New York — The squeeze on Bitcoin miners is expected to tighten further in December. Despite facing near-record low profitability metrics, the network’s mining difficulty is projected to tick upward during the next adjustment, according to recent data.
Difficulty Adjustment Looming
On December 11, the Bitcoin network is scheduled to undergo its automatic difficulty adjustment. Projections from CoinWarz indicate a marginal increase from 149.30 trillion to 149.80 trillion. This adjustment, expected at block 927,360, follows a recent decrease on Thursday that saw difficulty drop from 152.2 trillion.
The adjustment mechanism is designed to keep block production times stable at around 10 minutes. Currently, the average block time sits just below that target at approximately 9.97 minutes, triggering the slight automated increase in difficulty to compensate for the speed.
The “Hashprice” Problem
The upcoming difficulty hike comes at a precarious time for mining economics. The “hashprice”—a critical metric tracking the expected revenue a miner can earn per unit of computing power—is languishing near historic lows.

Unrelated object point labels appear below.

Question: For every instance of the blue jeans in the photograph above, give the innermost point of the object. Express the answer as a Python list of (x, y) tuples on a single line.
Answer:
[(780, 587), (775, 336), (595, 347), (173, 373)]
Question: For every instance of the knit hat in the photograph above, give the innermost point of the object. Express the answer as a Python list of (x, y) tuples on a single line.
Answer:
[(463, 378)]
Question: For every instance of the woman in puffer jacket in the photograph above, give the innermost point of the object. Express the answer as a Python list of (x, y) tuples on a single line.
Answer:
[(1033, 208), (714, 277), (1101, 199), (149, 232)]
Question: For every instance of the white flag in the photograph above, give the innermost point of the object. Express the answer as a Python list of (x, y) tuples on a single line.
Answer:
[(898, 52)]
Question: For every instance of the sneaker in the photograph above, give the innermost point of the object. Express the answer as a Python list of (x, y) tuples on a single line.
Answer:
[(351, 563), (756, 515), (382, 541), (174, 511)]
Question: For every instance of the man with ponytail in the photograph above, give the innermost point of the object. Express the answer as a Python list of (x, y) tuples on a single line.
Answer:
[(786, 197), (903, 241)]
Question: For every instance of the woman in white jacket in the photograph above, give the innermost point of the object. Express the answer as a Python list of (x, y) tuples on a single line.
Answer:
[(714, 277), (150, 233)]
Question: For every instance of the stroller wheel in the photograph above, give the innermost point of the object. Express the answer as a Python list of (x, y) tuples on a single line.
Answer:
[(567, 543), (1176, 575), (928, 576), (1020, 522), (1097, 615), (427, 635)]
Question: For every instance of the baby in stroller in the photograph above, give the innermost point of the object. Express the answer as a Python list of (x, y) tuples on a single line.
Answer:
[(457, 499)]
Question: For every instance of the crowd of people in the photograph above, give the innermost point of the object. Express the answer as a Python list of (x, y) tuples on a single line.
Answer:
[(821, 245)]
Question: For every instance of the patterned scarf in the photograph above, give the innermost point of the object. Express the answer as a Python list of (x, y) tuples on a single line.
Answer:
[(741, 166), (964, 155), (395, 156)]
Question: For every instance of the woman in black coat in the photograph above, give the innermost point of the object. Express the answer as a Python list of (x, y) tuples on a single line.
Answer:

Current Hashprice: Hovering around $38.30 per petahash/day (PH/s).
Recent Low: This is a slight recovery from November 21, when it dipped below $35 PH/s.
The Break-Even Line: Analysts estimate that $40 PH/s acts as a general break-even threshold. Below this point, many miners operate at a loss, forcing them to consider unplugging hardware to save on electricity costs.
Geopolitical and Supply Chain Risks
Compounding the economic pressure is a looming supply chain threat involving Bitmain, the Beijing-based giant that manufactures the vast majority of the world’s mining rigs (ASICs).
The U.S. Department of Homeland Security (DHS) is reportedly investigating Bitmain over concerns that their hardware could be used for espionage or remote access, echoing earlier warnings from U.S. Senator Elizabeth Warren regarding national security risks.
With Bitmain commanding an estimated 80% market share of mining hardware, any potential U.S. sanctions, tariffs, or restrictions could severely disrupt the supply of new machines, making it even harder for American miners to upgrade their fleets and stay competitive in an already brutal market.
Industry Outlook
As 2025 closes, miners find themselves in a “perfect storm” of rising difficulty, stagnant profitability, and regulatory uncertainty. The slight difficulty increase in December, while mathematically necessary for the network, adds another layer of pressure to an industry already operating on razor-thin margins.